Un urlo immenso s’alzò sul mare, seguìto da un ultimo sparo e da uno scroscio terribile.

— A terra! — gridò il signor Albani, agitando un tizzone acceso e avvicinandosi alle scogliere.

Un lampo illuminò la notte.

La giunca ormai aveva investita la scogliera e si era rovesciata sul tribordo, sventrandosi contro le punte aguzze dei coralli. Al baleno di quel lampo i Robinson avevano scorto parecchie persone correre disordinatamente sul ponte inclinato della nave, in mezzo alle onde che montavano a bordo schiumeggiando e muggendo.

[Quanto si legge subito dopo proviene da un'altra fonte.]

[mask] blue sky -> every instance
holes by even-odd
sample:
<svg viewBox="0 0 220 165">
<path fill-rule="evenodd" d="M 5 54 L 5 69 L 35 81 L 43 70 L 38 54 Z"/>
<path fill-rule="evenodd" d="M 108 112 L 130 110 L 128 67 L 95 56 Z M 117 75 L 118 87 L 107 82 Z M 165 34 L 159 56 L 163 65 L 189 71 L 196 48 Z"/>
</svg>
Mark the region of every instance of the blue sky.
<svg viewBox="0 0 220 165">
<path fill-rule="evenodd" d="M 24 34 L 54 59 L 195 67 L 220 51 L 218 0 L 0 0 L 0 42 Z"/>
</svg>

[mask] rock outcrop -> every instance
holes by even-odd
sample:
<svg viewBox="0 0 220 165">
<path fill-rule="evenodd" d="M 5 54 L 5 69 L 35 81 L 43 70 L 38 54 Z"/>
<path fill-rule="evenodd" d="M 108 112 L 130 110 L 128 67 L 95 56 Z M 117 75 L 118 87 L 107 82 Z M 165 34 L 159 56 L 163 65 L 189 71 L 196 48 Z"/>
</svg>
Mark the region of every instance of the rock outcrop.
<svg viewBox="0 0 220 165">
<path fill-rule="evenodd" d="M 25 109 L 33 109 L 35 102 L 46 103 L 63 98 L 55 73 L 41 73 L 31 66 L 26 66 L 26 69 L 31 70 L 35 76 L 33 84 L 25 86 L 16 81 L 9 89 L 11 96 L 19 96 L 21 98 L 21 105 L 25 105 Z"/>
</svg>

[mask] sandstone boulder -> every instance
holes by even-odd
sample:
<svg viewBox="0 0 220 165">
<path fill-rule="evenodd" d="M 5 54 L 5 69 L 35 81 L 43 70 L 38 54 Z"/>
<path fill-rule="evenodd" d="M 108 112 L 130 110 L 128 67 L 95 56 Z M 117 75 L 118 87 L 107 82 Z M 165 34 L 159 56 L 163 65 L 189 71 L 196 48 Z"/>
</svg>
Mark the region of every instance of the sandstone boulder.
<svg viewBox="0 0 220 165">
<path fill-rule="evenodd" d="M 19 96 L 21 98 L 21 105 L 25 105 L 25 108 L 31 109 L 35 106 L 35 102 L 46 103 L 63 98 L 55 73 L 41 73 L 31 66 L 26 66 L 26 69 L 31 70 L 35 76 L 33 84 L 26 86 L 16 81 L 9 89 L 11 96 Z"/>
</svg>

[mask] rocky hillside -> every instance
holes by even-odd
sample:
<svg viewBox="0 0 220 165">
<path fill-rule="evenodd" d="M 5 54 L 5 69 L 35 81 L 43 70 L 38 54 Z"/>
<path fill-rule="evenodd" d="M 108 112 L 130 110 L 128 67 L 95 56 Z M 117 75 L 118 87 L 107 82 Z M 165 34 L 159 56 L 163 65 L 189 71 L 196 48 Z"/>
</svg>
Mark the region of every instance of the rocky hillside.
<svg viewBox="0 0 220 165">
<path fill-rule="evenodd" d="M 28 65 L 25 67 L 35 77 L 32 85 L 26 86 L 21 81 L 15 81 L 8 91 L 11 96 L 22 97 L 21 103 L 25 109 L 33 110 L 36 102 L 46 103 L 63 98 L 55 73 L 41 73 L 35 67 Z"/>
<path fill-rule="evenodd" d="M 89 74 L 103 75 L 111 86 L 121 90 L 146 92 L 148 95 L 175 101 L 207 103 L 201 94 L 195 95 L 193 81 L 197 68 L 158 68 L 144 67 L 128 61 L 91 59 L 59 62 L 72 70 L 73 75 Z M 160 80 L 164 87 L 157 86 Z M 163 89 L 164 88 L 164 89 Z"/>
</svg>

Il signor Albani, i due marinai e il mozzo, muniti di tizzoni fiammeggianti erano balzati nella scialuppa la quale, trovandosi entro quella specie di canale riparato dalle scogliere, poteva prendere il largo senza correre il pericolo di venire subissata.

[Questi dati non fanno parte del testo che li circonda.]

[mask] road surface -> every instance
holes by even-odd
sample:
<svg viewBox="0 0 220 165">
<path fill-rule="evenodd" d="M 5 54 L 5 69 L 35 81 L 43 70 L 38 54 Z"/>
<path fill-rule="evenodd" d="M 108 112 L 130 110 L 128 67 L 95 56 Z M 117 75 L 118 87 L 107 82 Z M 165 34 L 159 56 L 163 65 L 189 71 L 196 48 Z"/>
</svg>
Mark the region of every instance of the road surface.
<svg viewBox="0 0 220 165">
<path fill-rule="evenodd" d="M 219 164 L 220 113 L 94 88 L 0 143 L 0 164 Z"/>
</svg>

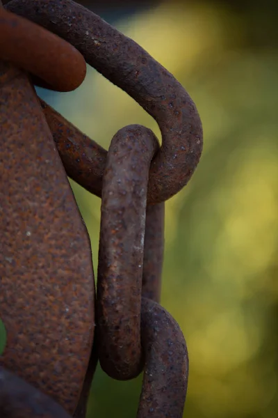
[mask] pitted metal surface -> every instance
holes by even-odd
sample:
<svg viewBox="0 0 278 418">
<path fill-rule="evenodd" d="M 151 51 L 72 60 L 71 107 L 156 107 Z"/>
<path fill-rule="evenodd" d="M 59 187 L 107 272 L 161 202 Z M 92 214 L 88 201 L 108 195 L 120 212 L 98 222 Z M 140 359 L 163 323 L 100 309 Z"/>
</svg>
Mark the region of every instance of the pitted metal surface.
<svg viewBox="0 0 278 418">
<path fill-rule="evenodd" d="M 6 9 L 0 1 L 0 415 L 85 418 L 99 358 L 113 378 L 144 371 L 138 417 L 181 418 L 186 344 L 158 303 L 164 201 L 186 185 L 202 148 L 195 104 L 146 51 L 72 0 Z M 106 151 L 38 98 L 33 83 L 76 88 L 85 62 L 154 118 L 161 147 L 131 125 Z M 101 198 L 96 300 L 67 175 Z"/>
</svg>

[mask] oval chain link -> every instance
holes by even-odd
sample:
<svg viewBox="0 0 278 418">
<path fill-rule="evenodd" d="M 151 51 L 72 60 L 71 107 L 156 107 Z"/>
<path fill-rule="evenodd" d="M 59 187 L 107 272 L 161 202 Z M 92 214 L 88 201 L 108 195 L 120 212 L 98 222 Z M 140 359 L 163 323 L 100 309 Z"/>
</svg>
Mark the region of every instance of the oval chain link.
<svg viewBox="0 0 278 418">
<path fill-rule="evenodd" d="M 1 408 L 5 412 L 7 410 L 6 416 L 9 418 L 17 418 L 19 414 L 23 418 L 42 415 L 46 418 L 66 418 L 67 412 L 72 415 L 74 410 L 76 418 L 85 417 L 90 385 L 99 357 L 102 369 L 115 379 L 133 378 L 144 369 L 138 417 L 151 415 L 154 418 L 181 418 L 188 373 L 186 344 L 179 325 L 158 302 L 164 245 L 164 201 L 187 184 L 199 162 L 202 149 L 202 128 L 196 107 L 174 77 L 138 45 L 72 0 L 13 0 L 5 7 L 6 10 L 1 8 L 0 1 L 0 58 L 15 66 L 0 63 L 1 143 L 5 136 L 8 138 L 15 136 L 10 128 L 12 114 L 14 115 L 12 125 L 17 127 L 17 137 L 22 135 L 27 139 L 30 130 L 33 129 L 32 126 L 37 130 L 39 128 L 38 117 L 41 117 L 40 111 L 42 114 L 43 112 L 47 129 L 50 129 L 53 136 L 55 150 L 58 151 L 67 176 L 101 197 L 101 218 L 97 335 L 92 351 L 91 345 L 87 343 L 87 354 L 84 351 L 80 356 L 81 364 L 85 364 L 85 369 L 82 366 L 78 372 L 83 376 L 83 386 L 79 385 L 78 393 L 67 392 L 63 385 L 67 387 L 68 378 L 60 368 L 59 378 L 52 376 L 52 383 L 49 380 L 44 386 L 44 378 L 42 385 L 35 373 L 32 377 L 28 370 L 19 373 L 20 360 L 16 366 L 15 363 L 12 365 L 9 363 L 10 354 L 7 352 L 5 357 L 4 353 L 4 361 L 0 357 L 0 364 L 4 366 L 8 365 L 10 370 L 18 373 L 28 383 L 0 366 L 0 411 Z M 24 47 L 20 48 L 21 45 Z M 131 125 L 115 135 L 107 152 L 41 100 L 40 111 L 38 107 L 35 110 L 38 117 L 32 122 L 35 107 L 31 103 L 35 96 L 35 91 L 31 84 L 27 82 L 27 86 L 26 82 L 23 81 L 26 76 L 22 75 L 18 68 L 30 73 L 36 85 L 67 91 L 76 88 L 83 82 L 85 62 L 125 91 L 154 117 L 161 131 L 161 147 L 152 131 L 140 125 Z M 24 91 L 23 87 L 26 94 L 20 97 L 13 95 L 13 101 L 11 100 L 10 92 L 17 88 Z M 10 107 L 7 107 L 7 103 L 10 103 Z M 27 105 L 25 112 L 24 103 Z M 26 122 L 22 124 L 20 121 L 24 117 Z M 8 129 L 5 127 L 4 132 L 3 123 L 6 120 L 9 121 Z M 42 135 L 47 137 L 47 130 L 44 128 Z M 7 157 L 10 165 L 9 160 L 16 161 L 19 155 L 17 141 L 17 144 L 11 143 L 11 157 Z M 32 146 L 35 148 L 35 141 L 33 144 Z M 24 145 L 21 146 L 25 148 Z M 31 176 L 31 173 L 36 176 L 42 169 L 42 153 L 38 151 L 37 155 L 31 157 L 31 149 L 28 150 L 26 147 L 24 153 L 26 161 L 32 157 L 33 164 L 31 162 L 30 169 L 26 169 L 27 176 L 17 178 L 18 185 L 20 184 L 23 188 L 28 181 L 28 176 Z M 51 167 L 47 176 L 51 171 L 54 173 L 53 170 L 54 167 Z M 59 170 L 56 175 L 59 181 L 56 183 L 58 185 L 64 182 L 68 189 L 65 174 L 60 172 L 60 167 Z M 22 173 L 22 170 L 19 169 L 17 176 Z M 24 192 L 23 189 L 22 199 Z M 49 192 L 47 189 L 47 193 Z M 58 195 L 58 189 L 56 193 Z M 39 208 L 41 224 L 45 228 L 49 217 L 42 209 L 43 199 L 38 194 L 35 205 Z M 74 204 L 72 203 L 68 208 L 69 221 L 65 223 L 64 218 L 64 222 L 60 220 L 56 224 L 58 235 L 62 231 L 68 233 L 68 222 L 75 219 L 76 224 L 80 221 L 80 214 L 74 213 Z M 18 222 L 22 222 L 22 214 L 18 207 L 15 212 Z M 65 217 L 64 209 L 62 212 Z M 38 217 L 34 212 L 32 216 L 37 222 Z M 1 225 L 3 229 L 3 223 Z M 7 230 L 6 233 L 10 234 L 10 231 Z M 59 250 L 57 259 L 49 261 L 51 269 L 57 268 L 58 257 L 63 258 L 60 263 L 65 261 L 63 268 L 65 268 L 70 254 L 66 251 L 62 256 L 62 253 L 67 239 L 66 234 L 57 238 Z M 74 246 L 76 239 L 76 236 L 72 235 Z M 88 254 L 90 244 L 84 244 Z M 39 245 L 40 241 L 36 245 L 33 242 L 28 248 L 35 251 Z M 44 246 L 45 254 L 49 245 L 48 241 Z M 23 249 L 24 255 L 26 254 L 26 248 Z M 17 250 L 15 248 L 14 251 Z M 35 252 L 33 254 L 35 256 Z M 91 262 L 90 265 L 88 268 L 92 271 Z M 35 267 L 34 273 L 38 272 L 38 264 L 35 263 Z M 75 266 L 76 272 L 78 269 L 80 274 L 80 261 Z M 18 280 L 15 270 L 6 268 L 7 272 L 14 277 L 7 280 L 3 288 L 8 297 L 1 302 L 0 316 L 3 314 L 2 305 L 10 303 L 10 298 L 17 305 L 21 297 L 23 303 L 32 304 L 34 301 L 33 297 L 28 299 L 30 291 L 22 295 L 17 293 L 11 296 L 10 292 L 7 293 L 7 288 L 10 288 L 11 285 L 16 286 Z M 22 269 L 19 269 L 19 274 L 22 272 Z M 92 284 L 92 274 L 89 276 L 88 280 L 85 280 L 87 286 Z M 66 274 L 65 278 L 67 277 Z M 36 283 L 35 277 L 34 280 Z M 60 274 L 57 272 L 51 280 L 52 286 L 60 286 Z M 39 283 L 38 279 L 37 283 Z M 88 297 L 91 303 L 95 299 L 95 290 L 91 284 L 89 286 L 90 289 L 87 287 L 89 294 L 85 298 Z M 37 295 L 39 301 L 46 296 L 43 286 L 40 291 L 40 293 Z M 92 335 L 94 316 L 90 314 L 88 316 L 88 311 L 84 311 L 84 293 L 80 291 L 79 295 L 79 300 L 74 299 L 76 318 L 82 321 L 87 318 L 81 327 L 84 334 L 88 334 L 86 327 L 91 330 L 89 341 Z M 49 303 L 49 295 L 47 297 Z M 54 304 L 52 307 L 49 305 L 53 315 L 57 314 L 55 306 L 65 306 L 65 295 L 60 294 L 55 302 L 56 305 Z M 35 311 L 39 314 L 38 304 L 33 307 L 32 311 L 35 315 Z M 7 312 L 9 335 L 11 325 L 15 327 L 19 311 L 14 311 L 15 315 L 12 320 L 10 314 L 9 317 Z M 71 315 L 72 311 L 69 313 L 70 320 Z M 58 328 L 61 318 L 63 314 L 56 318 Z M 88 320 L 91 321 L 90 325 Z M 38 323 L 37 321 L 36 332 L 43 334 L 44 329 L 38 330 Z M 40 323 L 42 326 L 42 322 Z M 61 335 L 60 328 L 51 332 L 58 341 Z M 71 341 L 74 340 L 72 334 Z M 8 346 L 13 349 L 10 341 Z M 26 346 L 25 350 L 28 351 L 27 348 Z M 33 356 L 35 350 L 29 348 Z M 49 350 L 52 355 L 51 348 Z M 47 364 L 44 366 L 42 359 L 41 355 L 36 359 L 33 357 L 33 365 L 39 373 L 44 371 L 47 376 L 49 366 Z M 57 367 L 63 359 L 66 364 L 68 360 L 66 352 L 56 357 Z M 69 362 L 67 365 L 70 367 Z M 42 366 L 45 371 L 42 370 Z M 51 373 L 49 378 L 51 378 Z M 63 392 L 61 396 L 60 389 Z M 51 400 L 47 401 L 40 390 L 56 399 L 67 412 L 59 409 L 61 407 Z M 7 401 L 7 396 L 13 399 L 13 403 Z M 22 396 L 25 396 L 26 401 L 22 401 Z"/>
</svg>

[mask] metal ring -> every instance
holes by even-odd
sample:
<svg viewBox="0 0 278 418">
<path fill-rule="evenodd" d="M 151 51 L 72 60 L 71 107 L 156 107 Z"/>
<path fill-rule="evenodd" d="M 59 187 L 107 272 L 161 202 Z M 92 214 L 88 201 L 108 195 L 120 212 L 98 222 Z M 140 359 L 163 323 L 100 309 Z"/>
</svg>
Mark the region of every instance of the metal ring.
<svg viewBox="0 0 278 418">
<path fill-rule="evenodd" d="M 140 310 L 147 190 L 158 143 L 139 125 L 120 130 L 104 176 L 97 291 L 99 356 L 111 377 L 142 370 Z"/>
<path fill-rule="evenodd" d="M 148 201 L 185 186 L 202 149 L 202 128 L 188 93 L 131 39 L 72 0 L 13 0 L 8 10 L 67 40 L 88 64 L 133 98 L 158 123 L 162 146 L 152 163 Z"/>
</svg>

Puntando i remi sui bassifondi, in pochi istanti attraversarono il canale e si trovarono dietro le rocce, ma proprio in quel momento si udì uno schianto più formidabile di prima e alla luce dei tizzoni i Robinson videro la povera nave aprirsi a metà, quindi sfasciarsi da prua a poppa sotto l’impeto irresistibile ed incalzante delle ondate.

— Fulmini! — esclamò Enrico, impallidendo.

— Sono stati inghiottiti! — urlarono il maltese ed il mozzo.

— No, — disse Albani. — Odo delle grida! —

Infatti fra i muggiti dei marosi si udivano echeggiare delle grida. Pareva che alcuni uomini fossero riusciti ad aggrapparsi alla scogliera.

— Coraggio! — gridò il veneziano. — Veniamo in vostro aiuto. —

S’aggrappò alle sporgenze della scogliera e si issò seguito da Enrico, mentre il maltese e Piccolo Tonno tenevano ferma la scialuppa.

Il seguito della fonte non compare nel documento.